CF: Yes, we're talking a lot with CIOs, CTOs, mayors, deputy mayors and city managers. What we're finding is that even though the budget might be held within the water department or transportation or corrections, the necessary solutions, whether they are considered technology solutions or not, need to be more technology enabled. They involve some components of technology, so CIOs, CTOs are getting pulled into these discussions where they may not have typically been pulled in. They need to get smart on these solutions pretty quickly and we will present alternative solutions to these people. Streetlights are a big one for smart cities, you know they say streetlights are the gateway drug for smart cities. A lot of that is the people managing streetlights are facilities departments, not IT. So, you have facilities looking to swap out light-bulbs, but then, because the light-bulb company has connected bulbs, they're going to then go to the facilities department saying, "Hey, you should use this bulb that can tell you when it needs to be replaced, so it lowers your cost of ownership, but in order for it to be connected you have to have a Wi-Fi device on the street post." Who manages Wi-Fi? The IT department, right? So IT's getting pulled into all these things. So that's why they are our point person in a lot of these things. Then we move out into the various departments as well.

S&RC: How do you interface purchasing or procurement?

CF: Procurement gets brought in more and more. Often times they're just being brought in to see one solution like, "Hey, we want to buy this." Okay well, what else is out there? Who else has used them? They want to reach out and see what the contracts look like with those other cities, because they don't want to have to reinvent the wheel with these companies and be like, "What's your licensing model? What's your standard government discount? Who are your references? What's the viability of your company?" Someone else has already done this.

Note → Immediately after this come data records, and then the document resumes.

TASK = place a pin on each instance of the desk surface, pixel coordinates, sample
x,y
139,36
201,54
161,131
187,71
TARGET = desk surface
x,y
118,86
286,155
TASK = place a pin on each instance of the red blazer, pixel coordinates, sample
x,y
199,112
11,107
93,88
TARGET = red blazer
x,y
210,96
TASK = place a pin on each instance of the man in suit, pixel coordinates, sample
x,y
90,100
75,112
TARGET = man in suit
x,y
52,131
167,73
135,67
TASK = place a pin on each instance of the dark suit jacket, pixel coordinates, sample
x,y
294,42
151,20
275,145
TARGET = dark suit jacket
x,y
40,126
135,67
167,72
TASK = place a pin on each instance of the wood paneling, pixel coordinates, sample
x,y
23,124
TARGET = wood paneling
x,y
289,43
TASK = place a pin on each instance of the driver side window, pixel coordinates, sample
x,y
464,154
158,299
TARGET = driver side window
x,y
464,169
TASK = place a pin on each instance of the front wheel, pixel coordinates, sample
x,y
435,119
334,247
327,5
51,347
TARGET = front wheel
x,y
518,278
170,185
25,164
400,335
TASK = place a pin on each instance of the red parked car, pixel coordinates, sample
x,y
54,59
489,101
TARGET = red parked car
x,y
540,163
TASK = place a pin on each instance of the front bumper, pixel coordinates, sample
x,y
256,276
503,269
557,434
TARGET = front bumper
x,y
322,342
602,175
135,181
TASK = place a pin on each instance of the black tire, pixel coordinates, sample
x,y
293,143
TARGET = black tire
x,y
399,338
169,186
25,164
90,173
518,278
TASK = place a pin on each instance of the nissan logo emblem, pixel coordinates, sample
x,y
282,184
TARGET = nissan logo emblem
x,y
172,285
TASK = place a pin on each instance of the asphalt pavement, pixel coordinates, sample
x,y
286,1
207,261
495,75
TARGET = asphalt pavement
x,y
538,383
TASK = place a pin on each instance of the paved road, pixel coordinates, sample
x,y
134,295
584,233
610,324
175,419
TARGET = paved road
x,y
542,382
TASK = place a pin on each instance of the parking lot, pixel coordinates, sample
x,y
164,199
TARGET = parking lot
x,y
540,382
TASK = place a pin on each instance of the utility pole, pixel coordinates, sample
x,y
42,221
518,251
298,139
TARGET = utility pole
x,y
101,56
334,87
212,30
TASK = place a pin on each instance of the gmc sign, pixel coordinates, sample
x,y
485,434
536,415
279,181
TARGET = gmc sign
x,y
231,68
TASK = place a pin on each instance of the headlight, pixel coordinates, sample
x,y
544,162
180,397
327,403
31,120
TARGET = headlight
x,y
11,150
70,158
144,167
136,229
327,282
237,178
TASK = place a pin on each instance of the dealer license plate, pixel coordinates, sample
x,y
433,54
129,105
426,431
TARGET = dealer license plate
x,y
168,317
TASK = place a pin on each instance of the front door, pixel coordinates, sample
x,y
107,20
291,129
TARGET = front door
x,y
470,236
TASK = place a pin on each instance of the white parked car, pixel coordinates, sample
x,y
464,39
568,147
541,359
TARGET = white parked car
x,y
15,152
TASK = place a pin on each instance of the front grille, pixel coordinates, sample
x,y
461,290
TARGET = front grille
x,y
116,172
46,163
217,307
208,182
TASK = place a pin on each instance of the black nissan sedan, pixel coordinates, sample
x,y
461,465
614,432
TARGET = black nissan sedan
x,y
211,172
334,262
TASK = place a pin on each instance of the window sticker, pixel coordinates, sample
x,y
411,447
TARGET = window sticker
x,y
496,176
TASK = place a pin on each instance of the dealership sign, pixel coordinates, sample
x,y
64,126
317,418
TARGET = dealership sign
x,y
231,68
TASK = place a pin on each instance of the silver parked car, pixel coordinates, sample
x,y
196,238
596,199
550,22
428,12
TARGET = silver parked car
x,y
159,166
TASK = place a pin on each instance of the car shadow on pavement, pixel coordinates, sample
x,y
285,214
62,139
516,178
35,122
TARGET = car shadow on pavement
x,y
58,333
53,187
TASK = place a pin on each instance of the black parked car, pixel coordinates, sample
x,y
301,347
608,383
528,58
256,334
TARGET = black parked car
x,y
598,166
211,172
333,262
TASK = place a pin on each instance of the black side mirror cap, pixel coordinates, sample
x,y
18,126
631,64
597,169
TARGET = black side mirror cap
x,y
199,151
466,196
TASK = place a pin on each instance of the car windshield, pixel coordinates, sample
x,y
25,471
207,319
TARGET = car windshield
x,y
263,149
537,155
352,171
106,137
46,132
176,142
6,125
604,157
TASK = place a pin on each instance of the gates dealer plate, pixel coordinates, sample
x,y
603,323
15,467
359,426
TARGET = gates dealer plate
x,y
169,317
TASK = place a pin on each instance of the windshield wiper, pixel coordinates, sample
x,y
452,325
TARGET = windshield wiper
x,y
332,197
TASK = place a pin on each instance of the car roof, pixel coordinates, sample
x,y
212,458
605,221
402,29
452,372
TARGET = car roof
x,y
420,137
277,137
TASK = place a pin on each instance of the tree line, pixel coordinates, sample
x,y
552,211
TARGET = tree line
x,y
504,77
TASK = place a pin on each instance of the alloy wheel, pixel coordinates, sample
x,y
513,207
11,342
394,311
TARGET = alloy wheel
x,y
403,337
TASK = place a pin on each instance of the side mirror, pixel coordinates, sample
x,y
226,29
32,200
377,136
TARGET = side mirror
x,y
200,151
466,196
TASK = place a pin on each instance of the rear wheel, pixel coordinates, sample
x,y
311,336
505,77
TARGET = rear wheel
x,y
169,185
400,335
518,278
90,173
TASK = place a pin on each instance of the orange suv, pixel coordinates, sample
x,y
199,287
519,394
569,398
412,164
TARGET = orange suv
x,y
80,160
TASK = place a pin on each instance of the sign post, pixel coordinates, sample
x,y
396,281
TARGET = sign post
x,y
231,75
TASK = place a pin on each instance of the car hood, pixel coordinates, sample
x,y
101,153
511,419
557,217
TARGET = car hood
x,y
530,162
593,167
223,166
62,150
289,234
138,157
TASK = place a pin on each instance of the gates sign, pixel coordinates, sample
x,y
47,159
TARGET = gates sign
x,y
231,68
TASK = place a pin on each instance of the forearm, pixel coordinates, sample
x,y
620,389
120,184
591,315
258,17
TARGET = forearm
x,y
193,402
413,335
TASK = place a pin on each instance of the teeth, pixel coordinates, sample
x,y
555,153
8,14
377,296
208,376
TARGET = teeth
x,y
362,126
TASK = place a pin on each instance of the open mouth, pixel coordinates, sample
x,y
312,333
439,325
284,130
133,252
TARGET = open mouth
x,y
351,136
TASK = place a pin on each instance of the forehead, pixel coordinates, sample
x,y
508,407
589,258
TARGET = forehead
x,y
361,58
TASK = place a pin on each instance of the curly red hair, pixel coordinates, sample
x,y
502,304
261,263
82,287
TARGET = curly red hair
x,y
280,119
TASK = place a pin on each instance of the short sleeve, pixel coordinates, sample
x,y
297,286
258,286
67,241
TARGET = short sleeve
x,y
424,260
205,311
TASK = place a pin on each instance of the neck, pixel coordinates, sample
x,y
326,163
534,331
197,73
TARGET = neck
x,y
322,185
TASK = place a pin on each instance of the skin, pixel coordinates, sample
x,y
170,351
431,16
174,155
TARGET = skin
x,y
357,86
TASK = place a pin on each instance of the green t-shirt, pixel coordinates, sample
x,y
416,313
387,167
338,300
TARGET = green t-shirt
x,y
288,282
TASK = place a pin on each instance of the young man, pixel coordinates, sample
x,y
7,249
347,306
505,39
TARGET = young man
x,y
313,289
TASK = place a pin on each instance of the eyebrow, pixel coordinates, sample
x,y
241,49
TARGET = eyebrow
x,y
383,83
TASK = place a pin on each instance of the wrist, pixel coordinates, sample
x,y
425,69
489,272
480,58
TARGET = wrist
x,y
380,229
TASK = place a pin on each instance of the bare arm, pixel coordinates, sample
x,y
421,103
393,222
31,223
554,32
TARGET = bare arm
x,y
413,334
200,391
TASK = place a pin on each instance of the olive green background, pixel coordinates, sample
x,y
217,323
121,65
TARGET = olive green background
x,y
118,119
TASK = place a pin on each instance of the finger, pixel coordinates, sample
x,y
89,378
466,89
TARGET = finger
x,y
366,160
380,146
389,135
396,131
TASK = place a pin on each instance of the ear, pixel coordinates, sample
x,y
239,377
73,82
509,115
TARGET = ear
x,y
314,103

We call it the six degrees of acquisition; someone else somewhere has bought this technology and we're helping connect you to the guys that have already done it. We can be an integral process of that procurement cycle, to where the procurement officers will reach out and say, "Hey, show me the other contracts. Show me the other cities who have bought this stuff. I'm interested and need to cut down this process." It's an important piece.

S&RC: Given the way that technology has developed a lot faster than other legacy infrastructure products, have you found any difficulty in dealing with that from a procurement standpoint?

CF: It sort of defines the reason why we're here in general, right? The procurement process is longer than development cycles. When procurement starts and the line of business decides they want to buy a certain technology version 5.0, by the time the procurement process is done it's already version six, version seven. If you want to swap out those numbers, you have to restart the process. The reason why we're here is to expedite in their procurement cycle so that government feels more comfortable. We lower that risk of purchasing technology to bring better technology into the government space and attract more technology solutions into government. You have a whole host of companies that sell IoT devices, sell software systems that are viable for the government, but they won't touch it because the procurement cycle is too slow. The government is hamstrung because they're only able to look at the piece of the market that's willing to sell to them - and not the most innovative technologies out there. We are opening doors for government to have access to better technology, by reducing the risk and the time barrier of acquisition.

S&RC: What are the next stages going forward for Marketplace.city? STOP

CF: I think a lot of it has to do with becoming a more integral part of the government buying process. Government has significant hurdles in finding out what are the people are doing. They also have hurdles in promoting what it is they do. The whole reviews space is unknown for government.  We are working to bring consumer functionality into the government space. It's just nobody is really doing anything out there. It's just something that we want them to know.

This interview has been edited for length and clarity.